Safe enough for honesty. Athletes hide stress when they expect judgment and the guilt that follows. Providing an environment that supports an open exchange is key.
If the athlete doesn’t feel safe telling you the truth, your plan is less likely to work. Trust in the coach–athlete relationship is not optional if you want to get to the real issues.
3 takeaways for coaches
Adopt a framework like ACIP instead of rigid practice. Keep structure where possible, but design programs that can flex. Research and sport science principles guide you; context steers the day-to-day calls. Give athletes permission to make real-time decisions when life gets in the way, without fear of being judged.

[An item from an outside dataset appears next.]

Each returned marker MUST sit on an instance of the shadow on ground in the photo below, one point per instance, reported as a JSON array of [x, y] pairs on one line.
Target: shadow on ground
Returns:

Triangulate regularly every week. Compare objective metrics (pace/power/HR/load trends) with subjective signals (RPE, sleep, stress, soreness, mood, athlete comments).. There is no single “golden metric.” Pilots don’t watch a single gauge; they scan many, look out the window, and listen to the aircraft. You can think of these triangulation comparisons in this way.
Make communication frequent and psychologically safe. The goal is early detection and adjustment—before niggles become injuries, or fatigue becomes a hole.
ACIP is about lifting coaching practice while accepting the unpredictability of real life. It’s not “be more scientific” or “trust your gut.” It’s: use science, context, and dialogue to make better, safer coaching decisions, again and again.